Not only did I see him, but he turned toward me. He made eye contact and shouted, “You owe me a beer, mon!”

“The man likes his beer,” said John. “Hey, I heard there was somebody from a record company out there tonight.”

“I don’t like the guy, John. He’s . . . there’s something not right about him.”

“You like so few people, Dave. He’s cool. He bet me a beer he could guess my weight. Got it on the first try. Amazing stuff.”

“Do you even know how much you weigh?”

“Not exactly. But he couldn’t have been off by more than a few pounds.”

“Okay, first of all—never mind. John, the guy does an accent. What kind of a person goes around like that? He’s phony. Also, I think he might be, uh, into somethin’. Come on.”

“ ‘Into something’? You are so quick to judge. Have you thought that maybe he was raised by his father, who was a fugitive from the law? And that, to conceal his identity, his father had to fake an accent? And that maybe young Robert learned how to talk from his dad and thus adopted that same fake accent?”

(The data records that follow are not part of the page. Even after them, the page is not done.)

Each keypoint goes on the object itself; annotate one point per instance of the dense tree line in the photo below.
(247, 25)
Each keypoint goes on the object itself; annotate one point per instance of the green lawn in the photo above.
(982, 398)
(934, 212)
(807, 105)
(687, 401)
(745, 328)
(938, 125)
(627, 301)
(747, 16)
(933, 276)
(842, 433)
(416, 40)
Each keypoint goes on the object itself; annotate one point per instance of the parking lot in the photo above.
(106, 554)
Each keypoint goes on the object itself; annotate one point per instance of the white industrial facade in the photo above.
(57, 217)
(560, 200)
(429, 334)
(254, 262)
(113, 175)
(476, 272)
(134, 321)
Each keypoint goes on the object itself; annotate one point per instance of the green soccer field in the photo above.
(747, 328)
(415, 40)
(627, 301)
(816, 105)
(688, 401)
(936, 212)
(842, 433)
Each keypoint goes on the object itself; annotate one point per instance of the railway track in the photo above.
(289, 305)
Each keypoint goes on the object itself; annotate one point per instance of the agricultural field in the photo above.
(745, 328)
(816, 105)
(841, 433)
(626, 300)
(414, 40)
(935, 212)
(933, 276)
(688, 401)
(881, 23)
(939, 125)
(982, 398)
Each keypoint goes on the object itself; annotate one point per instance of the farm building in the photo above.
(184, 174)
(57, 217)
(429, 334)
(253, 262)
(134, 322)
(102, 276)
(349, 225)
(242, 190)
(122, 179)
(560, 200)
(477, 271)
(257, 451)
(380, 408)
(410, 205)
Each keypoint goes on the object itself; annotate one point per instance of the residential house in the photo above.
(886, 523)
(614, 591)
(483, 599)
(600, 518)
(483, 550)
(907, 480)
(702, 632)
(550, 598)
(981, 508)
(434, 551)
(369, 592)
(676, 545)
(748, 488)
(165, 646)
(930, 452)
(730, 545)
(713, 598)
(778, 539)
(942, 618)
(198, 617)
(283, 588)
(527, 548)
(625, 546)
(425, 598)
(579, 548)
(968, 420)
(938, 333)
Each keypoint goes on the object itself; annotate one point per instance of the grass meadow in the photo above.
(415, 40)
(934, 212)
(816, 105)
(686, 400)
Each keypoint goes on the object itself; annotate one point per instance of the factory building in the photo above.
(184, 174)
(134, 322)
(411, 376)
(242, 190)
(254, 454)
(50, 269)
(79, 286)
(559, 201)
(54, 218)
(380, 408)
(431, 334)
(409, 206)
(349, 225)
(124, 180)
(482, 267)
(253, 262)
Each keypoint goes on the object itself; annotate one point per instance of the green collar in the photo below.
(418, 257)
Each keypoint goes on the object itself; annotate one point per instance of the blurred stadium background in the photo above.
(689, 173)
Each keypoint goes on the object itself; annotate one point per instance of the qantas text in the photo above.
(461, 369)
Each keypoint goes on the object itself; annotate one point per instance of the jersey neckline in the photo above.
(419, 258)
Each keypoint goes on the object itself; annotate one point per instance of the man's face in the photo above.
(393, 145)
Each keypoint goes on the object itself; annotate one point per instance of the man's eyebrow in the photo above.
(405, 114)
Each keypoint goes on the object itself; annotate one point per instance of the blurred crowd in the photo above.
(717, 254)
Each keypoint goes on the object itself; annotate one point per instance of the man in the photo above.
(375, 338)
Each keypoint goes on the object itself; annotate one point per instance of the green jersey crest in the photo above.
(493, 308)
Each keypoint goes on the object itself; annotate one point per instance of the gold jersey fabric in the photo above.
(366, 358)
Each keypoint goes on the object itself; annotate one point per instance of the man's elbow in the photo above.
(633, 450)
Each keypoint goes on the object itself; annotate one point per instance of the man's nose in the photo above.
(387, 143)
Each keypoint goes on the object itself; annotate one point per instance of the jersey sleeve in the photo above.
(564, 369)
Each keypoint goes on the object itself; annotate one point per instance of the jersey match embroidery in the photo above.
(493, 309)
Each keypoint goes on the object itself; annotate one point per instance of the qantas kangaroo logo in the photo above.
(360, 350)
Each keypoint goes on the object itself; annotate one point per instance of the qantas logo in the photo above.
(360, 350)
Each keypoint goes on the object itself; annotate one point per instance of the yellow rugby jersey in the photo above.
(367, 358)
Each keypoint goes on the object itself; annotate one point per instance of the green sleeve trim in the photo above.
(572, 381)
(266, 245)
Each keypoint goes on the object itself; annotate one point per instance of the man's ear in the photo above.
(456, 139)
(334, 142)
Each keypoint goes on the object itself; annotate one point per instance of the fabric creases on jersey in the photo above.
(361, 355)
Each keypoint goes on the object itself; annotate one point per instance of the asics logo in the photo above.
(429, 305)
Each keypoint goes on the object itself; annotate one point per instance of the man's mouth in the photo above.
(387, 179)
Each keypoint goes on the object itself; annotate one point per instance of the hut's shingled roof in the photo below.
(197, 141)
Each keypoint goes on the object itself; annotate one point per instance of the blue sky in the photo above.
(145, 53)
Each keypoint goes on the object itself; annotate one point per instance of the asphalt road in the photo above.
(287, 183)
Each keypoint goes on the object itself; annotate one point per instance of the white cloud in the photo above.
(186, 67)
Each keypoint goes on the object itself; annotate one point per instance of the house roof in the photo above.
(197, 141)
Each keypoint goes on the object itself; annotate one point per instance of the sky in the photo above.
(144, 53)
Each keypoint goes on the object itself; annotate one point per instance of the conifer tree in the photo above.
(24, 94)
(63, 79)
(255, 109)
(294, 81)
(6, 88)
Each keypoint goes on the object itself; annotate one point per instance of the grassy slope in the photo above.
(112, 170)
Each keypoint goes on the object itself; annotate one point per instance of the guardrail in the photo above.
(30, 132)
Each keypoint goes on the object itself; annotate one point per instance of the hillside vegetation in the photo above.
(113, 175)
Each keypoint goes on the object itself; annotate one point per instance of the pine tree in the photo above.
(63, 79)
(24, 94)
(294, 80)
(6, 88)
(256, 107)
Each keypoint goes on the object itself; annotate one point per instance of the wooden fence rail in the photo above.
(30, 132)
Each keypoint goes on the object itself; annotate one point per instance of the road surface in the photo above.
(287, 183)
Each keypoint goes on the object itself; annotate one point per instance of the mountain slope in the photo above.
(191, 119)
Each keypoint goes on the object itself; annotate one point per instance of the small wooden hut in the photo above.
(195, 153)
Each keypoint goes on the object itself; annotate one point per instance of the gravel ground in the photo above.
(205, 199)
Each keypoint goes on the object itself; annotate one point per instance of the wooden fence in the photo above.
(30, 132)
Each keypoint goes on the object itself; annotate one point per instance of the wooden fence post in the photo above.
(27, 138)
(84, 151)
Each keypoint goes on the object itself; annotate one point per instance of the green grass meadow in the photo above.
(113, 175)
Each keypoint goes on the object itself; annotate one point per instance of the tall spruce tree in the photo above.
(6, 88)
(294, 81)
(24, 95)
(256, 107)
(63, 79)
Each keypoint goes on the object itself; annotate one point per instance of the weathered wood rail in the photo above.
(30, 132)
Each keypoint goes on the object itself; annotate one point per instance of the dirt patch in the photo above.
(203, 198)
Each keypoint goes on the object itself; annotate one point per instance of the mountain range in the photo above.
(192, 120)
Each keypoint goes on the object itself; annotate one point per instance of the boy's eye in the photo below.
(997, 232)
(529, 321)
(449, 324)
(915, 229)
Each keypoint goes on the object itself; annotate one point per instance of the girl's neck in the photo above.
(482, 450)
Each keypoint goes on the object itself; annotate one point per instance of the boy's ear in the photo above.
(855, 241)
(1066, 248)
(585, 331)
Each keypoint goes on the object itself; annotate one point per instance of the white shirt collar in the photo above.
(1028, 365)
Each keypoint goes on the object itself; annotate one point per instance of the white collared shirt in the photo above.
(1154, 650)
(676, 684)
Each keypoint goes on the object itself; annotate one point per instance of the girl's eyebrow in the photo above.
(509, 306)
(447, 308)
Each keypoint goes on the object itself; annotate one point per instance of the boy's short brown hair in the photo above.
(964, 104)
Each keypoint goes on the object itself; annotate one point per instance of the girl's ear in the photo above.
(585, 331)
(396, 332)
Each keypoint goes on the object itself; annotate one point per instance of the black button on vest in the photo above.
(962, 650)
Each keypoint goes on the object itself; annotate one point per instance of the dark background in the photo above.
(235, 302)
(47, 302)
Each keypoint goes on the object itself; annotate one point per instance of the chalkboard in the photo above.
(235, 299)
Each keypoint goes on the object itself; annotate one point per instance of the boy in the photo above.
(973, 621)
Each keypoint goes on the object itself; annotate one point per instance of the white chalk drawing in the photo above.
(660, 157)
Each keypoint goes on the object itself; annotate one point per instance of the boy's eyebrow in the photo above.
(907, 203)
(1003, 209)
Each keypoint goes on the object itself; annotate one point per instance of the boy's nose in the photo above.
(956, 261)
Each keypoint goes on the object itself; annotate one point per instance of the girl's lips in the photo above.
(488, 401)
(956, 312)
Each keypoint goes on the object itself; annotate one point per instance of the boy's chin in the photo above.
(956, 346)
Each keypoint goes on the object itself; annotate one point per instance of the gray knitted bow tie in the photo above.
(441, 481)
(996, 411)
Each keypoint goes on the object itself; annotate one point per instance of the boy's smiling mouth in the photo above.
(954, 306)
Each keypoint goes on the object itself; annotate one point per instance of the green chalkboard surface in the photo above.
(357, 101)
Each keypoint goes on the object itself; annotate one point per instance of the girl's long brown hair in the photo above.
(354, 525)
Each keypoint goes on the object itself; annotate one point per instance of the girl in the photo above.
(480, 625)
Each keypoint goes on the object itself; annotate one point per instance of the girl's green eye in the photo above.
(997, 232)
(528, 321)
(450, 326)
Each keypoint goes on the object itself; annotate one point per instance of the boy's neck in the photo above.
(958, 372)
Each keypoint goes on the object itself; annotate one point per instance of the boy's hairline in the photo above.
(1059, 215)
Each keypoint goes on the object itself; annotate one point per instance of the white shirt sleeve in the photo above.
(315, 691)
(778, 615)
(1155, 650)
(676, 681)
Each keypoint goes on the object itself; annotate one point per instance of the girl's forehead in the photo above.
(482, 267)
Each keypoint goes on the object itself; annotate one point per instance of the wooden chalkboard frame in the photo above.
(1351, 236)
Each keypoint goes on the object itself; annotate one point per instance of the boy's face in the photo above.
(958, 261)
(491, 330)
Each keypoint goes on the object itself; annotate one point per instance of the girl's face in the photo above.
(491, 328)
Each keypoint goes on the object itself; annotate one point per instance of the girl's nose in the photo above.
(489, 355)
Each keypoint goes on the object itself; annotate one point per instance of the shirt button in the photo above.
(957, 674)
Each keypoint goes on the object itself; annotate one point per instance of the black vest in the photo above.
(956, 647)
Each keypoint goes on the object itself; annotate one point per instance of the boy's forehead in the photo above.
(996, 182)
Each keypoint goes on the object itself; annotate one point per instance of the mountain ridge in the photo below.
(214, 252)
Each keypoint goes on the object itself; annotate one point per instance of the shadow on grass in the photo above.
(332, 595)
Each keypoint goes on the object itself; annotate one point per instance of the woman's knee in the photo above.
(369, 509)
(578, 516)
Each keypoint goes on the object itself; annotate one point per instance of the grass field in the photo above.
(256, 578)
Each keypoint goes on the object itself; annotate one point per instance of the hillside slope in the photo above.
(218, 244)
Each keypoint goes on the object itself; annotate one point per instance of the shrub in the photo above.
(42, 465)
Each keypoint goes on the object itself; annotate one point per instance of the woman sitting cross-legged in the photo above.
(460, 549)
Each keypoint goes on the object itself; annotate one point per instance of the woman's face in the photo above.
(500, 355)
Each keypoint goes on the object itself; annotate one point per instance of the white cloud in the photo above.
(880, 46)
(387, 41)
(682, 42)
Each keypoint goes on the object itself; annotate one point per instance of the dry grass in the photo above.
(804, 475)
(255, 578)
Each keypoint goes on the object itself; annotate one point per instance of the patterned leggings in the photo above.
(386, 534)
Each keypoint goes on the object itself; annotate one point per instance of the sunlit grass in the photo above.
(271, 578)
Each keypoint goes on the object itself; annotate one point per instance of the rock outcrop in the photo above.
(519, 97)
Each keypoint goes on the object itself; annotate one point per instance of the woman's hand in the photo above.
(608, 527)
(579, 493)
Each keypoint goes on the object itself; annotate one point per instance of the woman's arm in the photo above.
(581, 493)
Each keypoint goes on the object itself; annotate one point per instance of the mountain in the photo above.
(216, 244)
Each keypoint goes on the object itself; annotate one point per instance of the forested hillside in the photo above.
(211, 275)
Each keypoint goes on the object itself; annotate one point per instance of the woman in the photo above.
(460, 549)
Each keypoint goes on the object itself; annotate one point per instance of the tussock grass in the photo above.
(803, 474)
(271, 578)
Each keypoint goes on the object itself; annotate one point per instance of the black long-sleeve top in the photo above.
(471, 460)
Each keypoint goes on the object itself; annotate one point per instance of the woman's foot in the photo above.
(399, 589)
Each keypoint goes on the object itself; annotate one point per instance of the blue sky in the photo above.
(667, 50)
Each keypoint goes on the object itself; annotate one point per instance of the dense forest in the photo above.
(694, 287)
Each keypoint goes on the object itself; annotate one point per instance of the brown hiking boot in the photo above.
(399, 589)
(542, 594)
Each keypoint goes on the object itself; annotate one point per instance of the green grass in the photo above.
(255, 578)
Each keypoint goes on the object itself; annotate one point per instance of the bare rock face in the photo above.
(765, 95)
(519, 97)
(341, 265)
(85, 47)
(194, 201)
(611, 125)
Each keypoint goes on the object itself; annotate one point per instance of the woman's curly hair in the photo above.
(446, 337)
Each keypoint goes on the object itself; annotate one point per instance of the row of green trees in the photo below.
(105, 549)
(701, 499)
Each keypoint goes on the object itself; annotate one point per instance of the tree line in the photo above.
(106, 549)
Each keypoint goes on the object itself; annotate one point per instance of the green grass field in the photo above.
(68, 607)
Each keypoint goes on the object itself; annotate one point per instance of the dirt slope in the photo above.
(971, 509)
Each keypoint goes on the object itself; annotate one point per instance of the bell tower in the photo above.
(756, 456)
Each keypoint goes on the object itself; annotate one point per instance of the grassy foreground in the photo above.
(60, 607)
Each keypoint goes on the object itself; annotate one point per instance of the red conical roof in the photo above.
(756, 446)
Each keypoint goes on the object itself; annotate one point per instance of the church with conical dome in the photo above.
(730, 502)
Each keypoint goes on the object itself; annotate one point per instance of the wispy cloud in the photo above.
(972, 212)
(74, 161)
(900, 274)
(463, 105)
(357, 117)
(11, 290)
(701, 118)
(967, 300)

“Is that what he told you?”

“No.”

“Come on, John. My car is behind the trees back there. Come with me.”

“Are you goin’ to the One Ball?”

“No, obviously not.”

“Then I’m ridin’ with Head in the Flap Wagon. You’re still welcome to come if you want.”

I declined. They loaded up and left.

I felt a little abandoned. There wasn’t anybody else I really knew there, so I wandered around for a bit, hoping to run into Jennifer Lopez or at least that dog. I did find Jennifer, where she was sitting in a cherry-red ’65 Mustang making out with that blond kid. He looked barely old enough to drive. This made me furious for some reason and I sulked my way back to my underfed Japanese economy car, shoes kicking up little sprays of moisture from the tall grass as I went.

The dog was waiting for me.

Right there by my door, like it couldn’t understand what had taken me so long. I unlocked the door and “Molly” leapt into the passenger seat. I gawked, half expecting the dog to reach around with her teeth and pull down the seat belt. She didn’t. Just waited.

I flung myself down into the little Hyundai, feeling like a thousand questions were squirming around my gut. I dug into my pocket for my car keys. I pulled my hand out—and screamed.

Not a full-fledged female-victim-in-a-slasher-movie scream. Just a harsh, rasping “WHAH?!?” On the palm of my hand, etched into the skin, was the phrase,
YOU OWE ME ONE BEER
.

I sat there, in the dark, staring at my hand. I did this for several minutes, felt my stomach clench, then decided to lean out the door and vomit in the weeds. I spat and opened my eyes, saw movement in the puddle. Something long and black and wriggling.

So that’s where the centipede went . . .

I squeezed my eyes shut and leaned back in my seat. In that moment I decided to go home and crawl into bed and pretend that none of this had ever, ever happened.

TELLING THE STORY
now, I’m tempted to say something like, “Who would have thought that John would help bring about the end of the world?” I won’t say that, though, because most of us who grew up with John thought he
would
help end the world somehow.

Once, in chemistry class, John “accidentally” made a Bunsen burner explode. I mean it actually shattered a window. He got suspended for ten days for that and if they could have proven it wasn’t an accident he’d have been expelled, as I was a year later.

He was kicked out of art class for submitting very, very detailed charcoal nudes of himself, only with about six inches added to his genitalia. He broke his wrist after a fall while trying to ride a friend’s van like a surfboard. He has burn scars on the back of his thighs from what he told me was a mishap with homemade fireworks, but what I believe was the result of his and some friends’ attempt to make a jet pack. He told me a year ago he wanted to go into politics some day, even though he didn’t have even one minute of college. A month ago he told me he wanted to go into the adult film industry instead.